In a bid to expand the country’s tax-base, the Uganda Revenue Authority (URA) has over time imposed an 18% Value Added Tax (VAT) on fire-fighting and safety equipment at International Airport (EBB) procured by Civil Aviation Authority (CAA) as well as on each international travel ticket.
CAA has said the taxes on the trucks and air tickets are unfair and hinder the growth of the aviation sectors.
“I don’t know why URA charges VAT on the fire-fighting equipment because, like ambulances that don’t pay taxes, safety equipment don’t make profits,” said Vianney Luggya, the CAA manager for Public Relations.
The source said the taxes are counter-productive to the aviation industry.
In the same vein, URA imposes VAT on CAA’s earnings on airport service including a charge per international ticket issued
As it is, CAA charges $50 on every ticket a passenger buys for international travel. There is a lesser fee for domestic travel.
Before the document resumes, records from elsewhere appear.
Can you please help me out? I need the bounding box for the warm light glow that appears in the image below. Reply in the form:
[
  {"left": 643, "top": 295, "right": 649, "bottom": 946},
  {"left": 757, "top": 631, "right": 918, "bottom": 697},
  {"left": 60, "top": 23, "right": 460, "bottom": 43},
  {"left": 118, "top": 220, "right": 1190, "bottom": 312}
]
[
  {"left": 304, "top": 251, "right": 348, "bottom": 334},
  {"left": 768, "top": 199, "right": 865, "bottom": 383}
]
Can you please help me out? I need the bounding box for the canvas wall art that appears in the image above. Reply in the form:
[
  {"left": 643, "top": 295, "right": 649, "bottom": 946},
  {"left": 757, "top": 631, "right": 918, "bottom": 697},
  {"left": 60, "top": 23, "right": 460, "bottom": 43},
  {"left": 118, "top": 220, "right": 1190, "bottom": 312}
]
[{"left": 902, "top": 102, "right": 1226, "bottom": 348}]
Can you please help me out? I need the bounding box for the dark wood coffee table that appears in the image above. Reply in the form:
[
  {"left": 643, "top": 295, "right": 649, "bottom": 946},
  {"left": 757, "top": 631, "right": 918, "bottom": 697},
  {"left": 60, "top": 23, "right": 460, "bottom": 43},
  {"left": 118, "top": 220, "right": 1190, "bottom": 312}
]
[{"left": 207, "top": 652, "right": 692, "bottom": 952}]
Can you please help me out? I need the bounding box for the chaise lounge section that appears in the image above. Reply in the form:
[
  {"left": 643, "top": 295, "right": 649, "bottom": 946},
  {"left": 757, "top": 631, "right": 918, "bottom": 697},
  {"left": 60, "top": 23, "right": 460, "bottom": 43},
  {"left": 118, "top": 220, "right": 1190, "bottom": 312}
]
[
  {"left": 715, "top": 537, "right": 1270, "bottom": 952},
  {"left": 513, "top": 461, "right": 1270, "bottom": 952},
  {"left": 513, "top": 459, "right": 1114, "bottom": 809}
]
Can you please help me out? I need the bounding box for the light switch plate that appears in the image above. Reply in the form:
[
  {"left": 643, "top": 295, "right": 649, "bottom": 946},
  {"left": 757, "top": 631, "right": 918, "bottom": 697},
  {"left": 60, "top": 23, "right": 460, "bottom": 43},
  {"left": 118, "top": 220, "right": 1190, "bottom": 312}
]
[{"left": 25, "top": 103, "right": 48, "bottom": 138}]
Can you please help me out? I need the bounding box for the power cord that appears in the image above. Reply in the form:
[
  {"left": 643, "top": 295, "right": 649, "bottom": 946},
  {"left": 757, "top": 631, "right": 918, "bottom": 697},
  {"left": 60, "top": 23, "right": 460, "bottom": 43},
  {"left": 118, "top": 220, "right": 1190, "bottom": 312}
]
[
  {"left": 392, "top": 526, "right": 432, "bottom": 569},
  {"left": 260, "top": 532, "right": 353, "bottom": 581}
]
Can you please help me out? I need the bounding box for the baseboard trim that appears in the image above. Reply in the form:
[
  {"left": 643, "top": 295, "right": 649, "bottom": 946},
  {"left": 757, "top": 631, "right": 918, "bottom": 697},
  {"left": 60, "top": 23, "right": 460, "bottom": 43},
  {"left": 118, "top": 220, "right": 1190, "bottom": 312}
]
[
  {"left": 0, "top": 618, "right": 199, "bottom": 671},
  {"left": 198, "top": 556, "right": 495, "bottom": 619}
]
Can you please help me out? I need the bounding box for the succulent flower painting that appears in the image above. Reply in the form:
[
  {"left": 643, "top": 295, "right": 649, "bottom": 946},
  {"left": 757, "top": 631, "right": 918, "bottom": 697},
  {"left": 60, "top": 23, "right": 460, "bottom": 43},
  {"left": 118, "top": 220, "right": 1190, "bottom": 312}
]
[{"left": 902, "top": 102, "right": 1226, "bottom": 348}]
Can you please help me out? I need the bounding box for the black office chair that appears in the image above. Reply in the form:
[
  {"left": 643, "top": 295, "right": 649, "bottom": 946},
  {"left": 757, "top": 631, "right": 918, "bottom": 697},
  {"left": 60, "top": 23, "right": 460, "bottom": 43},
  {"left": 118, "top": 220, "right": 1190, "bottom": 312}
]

“This (the charge) is the biggest source of income that CAA uses (to manage EBB). This means URA collects $7 from every international travel ticket, which makes a ticket more expensive by $7,” noted Luggya.
He said most airports don’t have a passenger service charge.
According to Eng. Ayub Sooma, the CAA general manager, taxing the aviation industry means a direct taxation of the economy.
“The industry opposes taxes that single out aviation supplies to raise revenue. In the whole world, it is only in Uganda where you find a ticket is also taxed.”
CAA has raised this concern to its supervisor, the ministry of Works and Transport to ensure URA reviews the two taxes.
“Putting the 18% Vat on tickets is not acceptable. It raises the price of a ticket, which means some travellers may not be able to afford tickets. All over the world, it is only Uganda doing that. The industry believes it (taxing fire equipment) gives a negative impact and compromises safety at Entebbe,” Sooma said.
Fred Bamwesigye, the deputy managing director of CAA said: ‘We want the taxes to be waived. We are already in a dialogue with the ministry of Finance and URA and hope there will be a rethink on the taxes.”
Uganda has continued its impressive growth in passenger traffic and aircraft movement, with new 190, 264 arrivals recorded in 2018.
For the first time ever, the number of international passenger arrivals hit 1.84 million, a 10.2% growth compared to 1.65 million visitors in 2017, says Bamwesigye.
“This growth could partly be attributed to the increased number of Ugandans travelling for external employment to the Middle East and improved tourism promotion of Uganda’s tourist attractions which have attracted a number of visitors in the recent past,” he said.